I have a problem to solve and I have something that i don't know how to do.
The half-space Gaussian integral is given :
$$\int_{0}^\infty \exp(-ax^2)dx = \frac{1}2 \sqrt{\frac{\pi}{a}}$$
I have to calculate
$$\int_{0}^\infty \exp \left(-ax^2 - \frac{b}{x^2} \right)dx$$
a and b are real and positive
Is someone have an idea ? :)
Thanks for your answers
Mathieu
Note that in THIS ANSWER, I presented a solution to a more general version of the integral of interest herein.

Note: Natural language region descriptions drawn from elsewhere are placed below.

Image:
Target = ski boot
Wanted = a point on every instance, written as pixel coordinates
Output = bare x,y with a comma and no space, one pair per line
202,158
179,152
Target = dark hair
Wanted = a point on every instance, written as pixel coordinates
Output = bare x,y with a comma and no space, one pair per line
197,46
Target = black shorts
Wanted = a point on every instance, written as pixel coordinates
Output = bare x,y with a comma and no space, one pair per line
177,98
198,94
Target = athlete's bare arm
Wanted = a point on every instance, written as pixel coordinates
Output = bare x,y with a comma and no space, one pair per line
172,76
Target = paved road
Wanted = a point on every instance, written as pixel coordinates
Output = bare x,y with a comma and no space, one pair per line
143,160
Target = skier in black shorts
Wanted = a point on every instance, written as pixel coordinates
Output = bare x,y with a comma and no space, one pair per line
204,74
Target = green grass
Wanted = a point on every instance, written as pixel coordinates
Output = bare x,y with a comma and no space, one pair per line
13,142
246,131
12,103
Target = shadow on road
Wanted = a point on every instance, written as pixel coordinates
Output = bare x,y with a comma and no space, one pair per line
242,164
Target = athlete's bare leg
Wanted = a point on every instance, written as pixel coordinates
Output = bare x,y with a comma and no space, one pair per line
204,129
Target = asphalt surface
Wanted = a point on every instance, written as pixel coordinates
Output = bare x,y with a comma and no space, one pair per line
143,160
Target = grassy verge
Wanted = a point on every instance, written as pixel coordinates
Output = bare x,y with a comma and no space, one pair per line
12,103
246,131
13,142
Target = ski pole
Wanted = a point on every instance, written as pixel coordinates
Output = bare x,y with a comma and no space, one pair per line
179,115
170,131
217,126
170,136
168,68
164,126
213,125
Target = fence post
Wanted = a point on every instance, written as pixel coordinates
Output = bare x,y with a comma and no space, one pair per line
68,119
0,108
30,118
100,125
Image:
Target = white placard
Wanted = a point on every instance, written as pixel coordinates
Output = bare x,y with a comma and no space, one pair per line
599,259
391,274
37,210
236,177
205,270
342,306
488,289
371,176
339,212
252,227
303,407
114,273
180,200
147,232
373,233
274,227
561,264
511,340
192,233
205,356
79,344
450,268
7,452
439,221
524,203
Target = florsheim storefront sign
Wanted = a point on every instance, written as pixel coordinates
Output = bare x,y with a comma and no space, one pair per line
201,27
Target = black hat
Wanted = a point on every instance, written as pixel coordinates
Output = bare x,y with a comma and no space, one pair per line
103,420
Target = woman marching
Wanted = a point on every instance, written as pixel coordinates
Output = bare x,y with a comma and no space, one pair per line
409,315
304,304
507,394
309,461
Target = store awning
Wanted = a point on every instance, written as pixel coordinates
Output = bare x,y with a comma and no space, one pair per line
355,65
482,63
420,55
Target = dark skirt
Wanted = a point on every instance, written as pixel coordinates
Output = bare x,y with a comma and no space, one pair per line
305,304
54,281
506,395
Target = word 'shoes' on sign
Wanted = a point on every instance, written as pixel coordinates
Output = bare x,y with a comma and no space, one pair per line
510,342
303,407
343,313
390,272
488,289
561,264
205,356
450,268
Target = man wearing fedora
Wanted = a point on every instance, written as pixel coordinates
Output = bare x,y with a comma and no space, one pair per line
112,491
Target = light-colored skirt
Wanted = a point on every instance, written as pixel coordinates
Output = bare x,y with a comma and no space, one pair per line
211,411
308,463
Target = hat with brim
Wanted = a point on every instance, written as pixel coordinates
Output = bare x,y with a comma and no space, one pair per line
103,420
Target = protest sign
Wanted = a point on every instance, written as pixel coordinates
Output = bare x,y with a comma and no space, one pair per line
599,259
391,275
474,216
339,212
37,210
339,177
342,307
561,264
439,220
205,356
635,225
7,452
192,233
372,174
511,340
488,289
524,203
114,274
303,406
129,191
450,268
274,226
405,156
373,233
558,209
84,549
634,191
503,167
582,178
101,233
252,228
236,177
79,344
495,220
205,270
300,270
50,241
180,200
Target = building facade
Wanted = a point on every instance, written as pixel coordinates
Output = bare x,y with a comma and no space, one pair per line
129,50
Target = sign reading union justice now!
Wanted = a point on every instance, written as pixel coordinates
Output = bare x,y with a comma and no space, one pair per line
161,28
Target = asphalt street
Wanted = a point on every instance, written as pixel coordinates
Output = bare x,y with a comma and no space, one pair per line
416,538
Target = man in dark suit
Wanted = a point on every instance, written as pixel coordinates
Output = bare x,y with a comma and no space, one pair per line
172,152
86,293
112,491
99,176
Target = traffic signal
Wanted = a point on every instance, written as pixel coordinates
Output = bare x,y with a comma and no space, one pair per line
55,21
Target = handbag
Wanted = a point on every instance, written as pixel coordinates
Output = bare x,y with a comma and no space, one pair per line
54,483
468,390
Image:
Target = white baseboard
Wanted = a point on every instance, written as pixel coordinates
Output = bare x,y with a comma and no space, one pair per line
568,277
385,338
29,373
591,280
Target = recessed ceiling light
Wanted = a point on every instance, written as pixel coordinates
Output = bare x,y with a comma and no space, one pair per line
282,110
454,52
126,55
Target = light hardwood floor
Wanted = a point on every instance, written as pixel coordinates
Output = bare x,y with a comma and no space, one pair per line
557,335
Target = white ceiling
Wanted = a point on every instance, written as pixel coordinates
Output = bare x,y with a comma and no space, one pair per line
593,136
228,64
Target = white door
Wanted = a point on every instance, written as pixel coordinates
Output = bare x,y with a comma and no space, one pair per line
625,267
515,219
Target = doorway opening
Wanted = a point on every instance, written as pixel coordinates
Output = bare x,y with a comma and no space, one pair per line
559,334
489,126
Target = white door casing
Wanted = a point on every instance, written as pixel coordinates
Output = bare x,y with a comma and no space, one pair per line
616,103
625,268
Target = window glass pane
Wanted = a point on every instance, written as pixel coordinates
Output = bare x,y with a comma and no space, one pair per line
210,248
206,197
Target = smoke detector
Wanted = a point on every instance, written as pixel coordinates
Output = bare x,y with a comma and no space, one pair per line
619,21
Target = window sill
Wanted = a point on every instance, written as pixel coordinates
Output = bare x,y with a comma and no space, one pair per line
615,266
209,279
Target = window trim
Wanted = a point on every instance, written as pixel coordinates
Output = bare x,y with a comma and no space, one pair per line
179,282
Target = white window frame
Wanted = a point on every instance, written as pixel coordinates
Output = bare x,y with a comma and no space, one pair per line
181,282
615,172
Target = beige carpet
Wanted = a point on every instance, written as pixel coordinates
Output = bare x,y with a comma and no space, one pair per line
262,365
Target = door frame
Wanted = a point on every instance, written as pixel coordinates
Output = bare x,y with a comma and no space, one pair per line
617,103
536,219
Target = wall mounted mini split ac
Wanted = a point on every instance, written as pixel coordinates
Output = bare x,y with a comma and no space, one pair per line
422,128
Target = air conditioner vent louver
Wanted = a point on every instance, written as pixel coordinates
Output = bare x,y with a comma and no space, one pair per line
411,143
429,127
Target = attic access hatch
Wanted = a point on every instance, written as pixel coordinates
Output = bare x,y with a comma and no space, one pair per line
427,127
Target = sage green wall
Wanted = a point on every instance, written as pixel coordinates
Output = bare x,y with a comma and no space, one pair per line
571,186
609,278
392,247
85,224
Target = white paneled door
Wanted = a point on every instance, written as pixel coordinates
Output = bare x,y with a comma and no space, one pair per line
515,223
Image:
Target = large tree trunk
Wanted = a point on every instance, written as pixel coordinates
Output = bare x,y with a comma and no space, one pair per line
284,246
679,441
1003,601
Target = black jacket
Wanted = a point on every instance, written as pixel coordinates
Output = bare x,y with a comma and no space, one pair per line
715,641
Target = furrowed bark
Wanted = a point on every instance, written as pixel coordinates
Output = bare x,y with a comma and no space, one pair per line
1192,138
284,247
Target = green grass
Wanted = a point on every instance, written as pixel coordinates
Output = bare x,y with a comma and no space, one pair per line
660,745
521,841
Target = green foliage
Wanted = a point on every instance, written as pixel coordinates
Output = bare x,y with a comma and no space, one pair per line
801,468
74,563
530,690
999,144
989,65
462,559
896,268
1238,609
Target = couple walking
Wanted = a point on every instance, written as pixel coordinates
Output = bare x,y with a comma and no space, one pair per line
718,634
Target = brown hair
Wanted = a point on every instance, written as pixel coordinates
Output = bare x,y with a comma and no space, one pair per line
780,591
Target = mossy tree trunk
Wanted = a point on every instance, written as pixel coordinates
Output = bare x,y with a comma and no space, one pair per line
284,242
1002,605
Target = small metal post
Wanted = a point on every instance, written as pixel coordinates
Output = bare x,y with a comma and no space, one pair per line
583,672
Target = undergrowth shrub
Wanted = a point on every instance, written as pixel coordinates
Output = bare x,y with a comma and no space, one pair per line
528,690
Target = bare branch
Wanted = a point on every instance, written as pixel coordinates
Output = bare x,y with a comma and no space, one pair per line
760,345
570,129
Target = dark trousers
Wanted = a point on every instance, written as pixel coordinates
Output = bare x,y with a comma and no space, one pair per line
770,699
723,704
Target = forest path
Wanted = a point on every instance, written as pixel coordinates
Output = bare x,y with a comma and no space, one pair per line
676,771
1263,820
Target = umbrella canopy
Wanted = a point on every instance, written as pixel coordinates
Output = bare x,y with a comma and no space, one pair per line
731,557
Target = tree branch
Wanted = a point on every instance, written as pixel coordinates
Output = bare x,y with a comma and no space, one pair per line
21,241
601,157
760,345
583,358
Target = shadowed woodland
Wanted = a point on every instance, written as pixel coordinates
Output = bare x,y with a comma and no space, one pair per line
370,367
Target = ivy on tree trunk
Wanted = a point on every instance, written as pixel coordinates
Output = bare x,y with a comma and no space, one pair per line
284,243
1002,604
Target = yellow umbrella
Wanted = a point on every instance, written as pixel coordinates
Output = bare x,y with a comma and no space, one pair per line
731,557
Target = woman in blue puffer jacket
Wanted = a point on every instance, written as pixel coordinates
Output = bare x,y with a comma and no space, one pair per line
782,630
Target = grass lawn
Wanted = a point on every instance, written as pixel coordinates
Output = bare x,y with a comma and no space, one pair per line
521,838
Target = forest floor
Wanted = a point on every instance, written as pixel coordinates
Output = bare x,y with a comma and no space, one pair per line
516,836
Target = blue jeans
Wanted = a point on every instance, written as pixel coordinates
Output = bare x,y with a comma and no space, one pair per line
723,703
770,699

Let $I(a,b)$ be the integral given by
for $a>0$ and $b>0$.
$$I(a,b)=\int_0^\infty e^{-\left(ax^2+\frac{b}{x^2}\right)}\,dx \tag 1$$
Enforcing the substitution $x\to \sqrt[4]{b/a}x$ into $(1)$ reveals
$$\begin{align} I(a,b)&=\sqrt[4]{\frac{b}{a}}\int_0^\infty e^{-\sqrt{ab}\left(x^2+\frac{1}{x^2}\right)}\,dx \tag 2 \end{align}$$
Next, noting that $x^2+\frac{1}{x^2}=\left(x-\frac1x\right)^2+2$, we can write $(2)$ as
$$\begin{align} I(a,b)&=\sqrt[4]{\frac{b}{a}}e^{-2\sqrt{ab}}\int_0^\infty e^{-\sqrt{ab}\left(x-\frac{1}{x}\right)^2}\,dx\tag 3 \end{align}$$
Enforcing the substitution $x\to 1/x$ in $(3)$ yields
$$I(a,b)=\sqrt[4]{\frac{b}{a}} e^{-2\sqrt{ab}}\int_0^\infty e^{-\sqrt{ab}\left(x-\frac{1}{x}\right)^2}\,\frac{1}{x^2}\,dx\tag4$$
Adding $(3)$ and $(4)$, we obtain
$$\begin{align} I(a,b)&=\frac12\sqrt[4]{\frac{b}{a}} e^{-2\sqrt{ab}}\int_{-\infty}^\infty e^{-\sqrt{ab}\left(x-\frac{1}{x}\right)^2}\,d\left(x-\frac{1}{x}\right)\\\\ &=\frac12\sqrt[4]{\frac{b}{a}} e^{-2\sqrt{ab}}\int_{-\infty}^\infty e^{-\sqrt{ab}\,x^2}\,dx\\\\ &=\frac1{2\sqrt a} e^{-2\sqrt{ab}}\int_{-\infty}^\infty e^{-x^2}\,dx\\\\ &=\bbox[5px,border:2px solid #C0A000]{\frac{\sqrt{\pi}}{2\sqrt a}e^{-2\sqrt{ab}}} \end{align}$$
$$\exp \left(-ax^2 - \frac{b}{x^2} \right)$$ $$ = \exp \left( -ax^2\right)*\exp \left( -\frac{b}{x^2} \right)$$ $$=\exp \left( -ax^2\right)*\exp \left( -\frac{b*x^2}{x^4} \right)$$ $$=\exp \left( -ax^2\right)*\exp \left( -bx^2\right)*\exp \left( -\frac{1}{x^4} \right)$$
Now something with partial integration?